Interesting discovery relating to my BTOpenworld free ISP space. I use this site, which used to be the forwarding location for my domain (now moved to its own space), to host pages which simply now redirect to the new site - to make sure that old google links take people to the new site.
I thought it would be an interesting experiment to prepare it for Webwise, with an appropriate Webwise cookie trap, and robots.txt that didn't forbid google, and a "body text" statement banning Phorm and all its works, and some 3rd party stats counter links to give me a logging facility (there aren't any logs available on my free ISP space) and then see if any Webwise visits occurred when the trials started.

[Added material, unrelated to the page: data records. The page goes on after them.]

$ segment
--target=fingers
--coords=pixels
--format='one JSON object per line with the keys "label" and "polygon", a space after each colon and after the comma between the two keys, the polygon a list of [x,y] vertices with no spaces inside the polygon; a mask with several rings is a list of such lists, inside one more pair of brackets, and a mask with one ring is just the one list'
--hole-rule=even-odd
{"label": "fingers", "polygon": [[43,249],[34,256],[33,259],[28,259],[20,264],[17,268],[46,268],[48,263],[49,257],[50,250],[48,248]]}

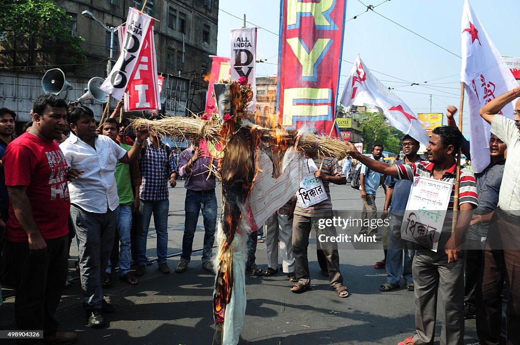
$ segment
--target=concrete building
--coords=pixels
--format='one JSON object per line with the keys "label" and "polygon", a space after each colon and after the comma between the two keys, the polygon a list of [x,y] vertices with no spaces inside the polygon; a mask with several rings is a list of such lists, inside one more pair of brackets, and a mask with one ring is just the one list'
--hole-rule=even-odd
{"label": "concrete building", "polygon": [[[8,69],[12,66],[9,65],[10,60],[5,58],[7,54],[2,51],[4,49],[0,42],[0,65],[7,69],[0,70],[0,79],[3,78],[7,83],[4,90],[6,93],[2,96],[10,100],[10,104],[15,105],[13,109],[18,112],[28,113],[31,98],[43,93],[38,81],[50,68],[61,69],[67,80],[73,80],[73,86],[79,88],[79,92],[69,92],[69,100],[75,99],[73,97],[76,97],[76,94],[83,94],[90,78],[106,76],[111,33],[91,16],[82,15],[82,12],[88,11],[106,25],[115,27],[126,20],[129,7],[140,9],[142,3],[141,0],[54,0],[53,2],[74,19],[70,25],[71,32],[85,39],[82,47],[86,61],[84,64],[49,67],[55,62],[36,59],[36,66],[13,71]],[[211,59],[209,56],[216,54],[217,51],[218,0],[148,0],[145,11],[157,19],[154,23],[157,70],[165,77],[161,94],[164,103],[161,112],[185,116],[187,112],[185,107],[194,113],[203,111],[207,89],[203,75],[211,68]],[[119,55],[118,41],[116,34],[112,64]],[[19,53],[22,58],[23,54],[21,50]],[[6,71],[9,73],[4,73]],[[24,90],[17,87],[22,85],[34,89]],[[115,103],[111,105],[115,105]],[[21,120],[27,119],[24,115]]]}

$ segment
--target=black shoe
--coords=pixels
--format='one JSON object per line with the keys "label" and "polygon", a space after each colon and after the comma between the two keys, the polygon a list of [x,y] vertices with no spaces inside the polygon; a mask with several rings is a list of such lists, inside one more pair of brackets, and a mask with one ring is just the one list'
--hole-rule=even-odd
{"label": "black shoe", "polygon": [[103,314],[112,314],[114,312],[114,307],[103,299],[103,301],[101,302],[101,312]]}
{"label": "black shoe", "polygon": [[87,311],[89,327],[93,328],[102,328],[105,327],[105,319],[101,313],[101,309],[90,309]]}

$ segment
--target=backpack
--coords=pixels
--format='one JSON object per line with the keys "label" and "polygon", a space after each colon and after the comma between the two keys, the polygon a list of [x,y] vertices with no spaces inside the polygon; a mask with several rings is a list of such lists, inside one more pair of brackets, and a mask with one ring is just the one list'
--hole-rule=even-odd
{"label": "backpack", "polygon": [[[350,181],[350,187],[357,190],[359,190],[359,187],[361,187],[361,166],[360,166],[359,168],[354,171],[354,175],[352,175],[352,180]],[[367,167],[367,173],[365,175],[368,176],[370,172],[370,169],[368,168],[368,167]]]}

Webwise has not been given the url for its black list.
I set up the Google Webmaster tools, including getting the site google verified, then just checked that robots.txt was working properly - I'm familiar with doing this from 2 other domains.
Then I discovered the problem - I can't actually set up a "valid" robots.txt for the ISP hosted pages - because as far as google is concerned the only robots.txt it sees is the one at the top level domain - the ISP domain of btinternet.com .
My site robots.txt is
www.btinternet.com slash tilde~ username slash robots.txt
The one google sees is
www.btinternet.com/robots.txt which merely says
User-agent: *
Disallow: /Templates
Disallow: /virtualworlds
which seems to be the one that btinternet.com uses for all their hosted space.

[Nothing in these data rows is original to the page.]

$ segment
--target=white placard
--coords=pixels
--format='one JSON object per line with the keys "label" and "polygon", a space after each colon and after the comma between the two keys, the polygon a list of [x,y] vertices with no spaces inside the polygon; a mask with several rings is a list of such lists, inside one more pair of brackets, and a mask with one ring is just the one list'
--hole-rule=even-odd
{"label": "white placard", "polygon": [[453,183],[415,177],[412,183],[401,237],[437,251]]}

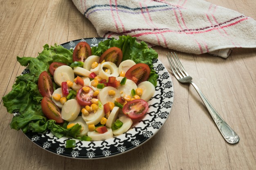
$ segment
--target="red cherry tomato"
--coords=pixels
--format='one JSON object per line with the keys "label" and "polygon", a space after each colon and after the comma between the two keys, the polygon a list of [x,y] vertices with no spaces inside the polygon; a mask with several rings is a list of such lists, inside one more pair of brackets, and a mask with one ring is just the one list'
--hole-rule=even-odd
{"label": "red cherry tomato", "polygon": [[49,97],[45,96],[41,102],[41,106],[43,113],[47,118],[54,120],[57,123],[64,122],[61,110]]}
{"label": "red cherry tomato", "polygon": [[121,63],[123,59],[123,52],[118,47],[113,46],[108,49],[101,56],[99,61],[101,63],[105,60],[106,62],[111,62],[117,66]]}
{"label": "red cherry tomato", "polygon": [[85,93],[83,90],[83,88],[80,88],[76,94],[76,100],[79,104],[83,106],[86,105],[90,105],[92,104],[91,100],[93,98],[96,98],[96,97],[93,96],[93,90],[89,86],[90,90],[88,93]]}
{"label": "red cherry tomato", "polygon": [[43,97],[52,97],[53,93],[52,81],[46,71],[42,72],[38,80],[38,88]]}
{"label": "red cherry tomato", "polygon": [[108,132],[108,129],[106,126],[101,126],[96,128],[95,130],[99,133],[104,133]]}
{"label": "red cherry tomato", "polygon": [[136,84],[147,80],[150,74],[150,68],[146,64],[138,63],[135,64],[126,71],[125,77],[133,81]]}
{"label": "red cherry tomato", "polygon": [[141,117],[148,109],[148,104],[142,99],[135,99],[128,102],[123,108],[124,114],[132,119]]}
{"label": "red cherry tomato", "polygon": [[80,42],[76,46],[73,52],[73,61],[84,62],[92,55],[91,47],[86,42]]}
{"label": "red cherry tomato", "polygon": [[53,62],[49,66],[49,71],[50,73],[53,76],[54,73],[54,71],[56,68],[59,67],[60,66],[63,66],[64,65],[67,65],[65,63],[59,62]]}

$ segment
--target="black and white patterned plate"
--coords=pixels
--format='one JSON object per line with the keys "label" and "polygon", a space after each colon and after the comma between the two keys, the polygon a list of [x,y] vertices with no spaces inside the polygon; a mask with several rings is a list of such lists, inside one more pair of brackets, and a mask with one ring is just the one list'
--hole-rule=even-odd
{"label": "black and white patterned plate", "polygon": [[[104,38],[85,38],[61,45],[67,49],[74,49],[79,42],[85,41],[93,47],[106,40]],[[153,68],[159,76],[154,96],[148,102],[149,108],[147,113],[125,133],[103,141],[87,141],[75,139],[76,146],[68,148],[65,148],[65,141],[71,138],[58,139],[49,131],[44,134],[29,132],[26,135],[32,142],[48,151],[78,159],[109,157],[139,147],[152,138],[163,126],[169,116],[173,102],[173,82],[167,70],[158,60],[153,61]],[[22,74],[29,71],[25,70]]]}

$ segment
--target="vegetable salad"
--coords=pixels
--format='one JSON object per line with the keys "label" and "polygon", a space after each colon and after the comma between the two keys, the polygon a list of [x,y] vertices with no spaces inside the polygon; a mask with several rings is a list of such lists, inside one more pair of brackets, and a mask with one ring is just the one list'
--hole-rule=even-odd
{"label": "vegetable salad", "polygon": [[84,44],[74,51],[46,44],[36,58],[17,57],[30,73],[18,76],[3,97],[8,112],[20,113],[13,117],[11,128],[103,140],[128,129],[132,120],[141,117],[134,113],[146,111],[148,105],[142,106],[152,96],[144,97],[143,91],[156,85],[152,64],[156,52],[128,36],[92,48]]}

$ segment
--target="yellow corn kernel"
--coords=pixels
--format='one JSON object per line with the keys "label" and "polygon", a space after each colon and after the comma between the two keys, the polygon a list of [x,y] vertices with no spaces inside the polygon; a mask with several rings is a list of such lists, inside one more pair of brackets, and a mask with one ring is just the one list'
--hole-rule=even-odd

So I suppose my question is - IF the "official BT/Phorm/Webwise" way of keeping webwise out of my site is supposed to be by using robots.txt (not legally good enough I know, but let's put that on hold for a moment) - how could I do it? On my ISP hosted pages I CANT create a valid robots.txt that would keep google out.
I don't actually WANT to keep google or phorm out of this test site by robots.txt - I want to use it as a test site - but IF I wanted to use the official declared robots.txt method of banning Phorm/Webwise, I can't see any way of doing it.
And if the official way of doing this, recommened by my Webwise-prone ISP is actually not possible on ISP webspace provided by the same ISP, don't THEY have a problem?
Anyway - I'll throw this at them and see what happens and keep you posted.